Global warming is a problem. Nearly every credible scientist and most major world leaders now agree. So too do many business leaders, even those who are producing greenhouse gases. Now, a deep sea bacteria may offer the best chance for curbing greenhouse gas emissions.
While an increasing number of world leaders have acknowledged that global warming is a real threat, few possess the will to take global warming on. Quite simply, people resist change, but the deep sea bacteria may offer a solution without requiring change.
Researchers from the University of Florida, however, believe that a deep sea bacteria could hold the key to reducing carbon dioxide emissions. This bacteria, called Thiomicrospira crunogena, is able to convert CO2 into a harmless compound.
This bacteria could potentially convert C02 produced via industrial methods into a harmless bicarbonate. If effective, companies could carry on production as normal, then use the bacteria to convert any produced CO2.
Using an enzyme called carbonic anhydrase, the bacteria captures carbon and converts it into bicarbonate, which can then be converted into useful products, such as chalk or baking soda. To accomplish this, the carbonic anhydrase catalyzes a reach between the CO2 and H2O (water).
The bacteria itself is essentially perfect for tackling industrial applications that produce carbon dioxide. Many industrial processes, such as energy plants, produce extreme conditions, such as scalding steam, poisonous gases, etc.

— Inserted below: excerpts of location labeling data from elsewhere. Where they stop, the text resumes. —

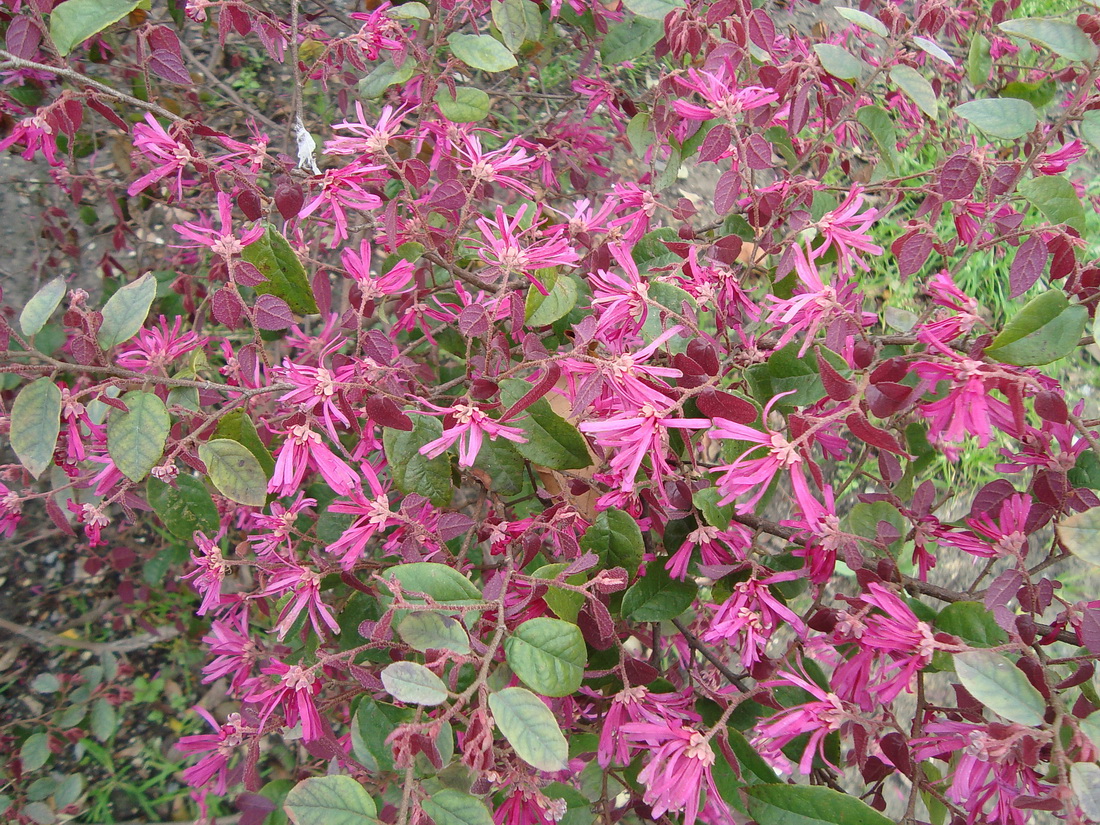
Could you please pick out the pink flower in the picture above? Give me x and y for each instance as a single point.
(169, 156)
(294, 694)
(223, 242)
(219, 747)
(679, 768)
(155, 350)
(507, 252)
(468, 425)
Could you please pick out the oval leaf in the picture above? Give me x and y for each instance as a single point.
(414, 683)
(996, 682)
(530, 728)
(781, 804)
(1000, 117)
(35, 422)
(185, 507)
(39, 309)
(125, 311)
(330, 801)
(482, 52)
(135, 439)
(433, 631)
(450, 806)
(548, 655)
(468, 106)
(658, 596)
(234, 471)
(74, 21)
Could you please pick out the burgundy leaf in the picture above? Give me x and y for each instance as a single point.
(386, 413)
(958, 176)
(1051, 407)
(836, 386)
(23, 39)
(289, 198)
(246, 274)
(716, 404)
(227, 307)
(761, 30)
(273, 312)
(912, 253)
(168, 66)
(727, 191)
(715, 143)
(250, 204)
(1027, 265)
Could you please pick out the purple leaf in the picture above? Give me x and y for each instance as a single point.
(1027, 265)
(273, 312)
(958, 176)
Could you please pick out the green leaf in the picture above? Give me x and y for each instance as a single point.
(864, 20)
(125, 311)
(468, 106)
(103, 721)
(450, 806)
(913, 84)
(551, 441)
(414, 683)
(441, 582)
(519, 21)
(652, 9)
(530, 728)
(34, 752)
(135, 439)
(413, 472)
(1090, 128)
(1065, 40)
(482, 52)
(41, 306)
(330, 801)
(548, 655)
(430, 630)
(616, 538)
(1000, 117)
(1045, 330)
(876, 121)
(971, 623)
(565, 604)
(276, 260)
(74, 21)
(657, 596)
(979, 62)
(504, 466)
(1056, 198)
(238, 427)
(185, 507)
(1000, 685)
(1080, 534)
(35, 422)
(839, 62)
(782, 804)
(384, 76)
(542, 310)
(1085, 780)
(372, 724)
(234, 471)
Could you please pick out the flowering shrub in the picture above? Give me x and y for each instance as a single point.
(521, 491)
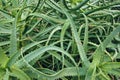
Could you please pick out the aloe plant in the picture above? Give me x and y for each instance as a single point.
(59, 40)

The Thiomicrospira crunogena bacteria, however, evolved to survive in volcanic vents at the bottom of ocean floors. As Professor Robert McKenna said via a press release, “This little critter has evolved to deal with those extreme temperature and pressure problems. It has already adapted to some of the conditions it would face in an industrial setting.”
Researchers, however, might not even need the Thiomicrospira crunogena to convert CO2. In order to produce industrial-sized proportions of carbonic anhydrase, researchers have been working on creating a strain of e. coli that produces it.
While so far only small amounts of the carbonic anhydrase have been produced via this method, researchers believe that some day it might be possible to create entire vessels full of it. These vessels could then serve as purification columns, with C02 waste being passed through it.
Work remains to be done, however, before the enzyme is ready for real world applications. As it is naturally produced, the carbonic anhydrase is rather slow and not particularly efficient.In order for it to be effective, scientists will need to increase the speed at which it can convert CO2 to cope with industrial applications.
Still, the results so far have been nothing short of promising.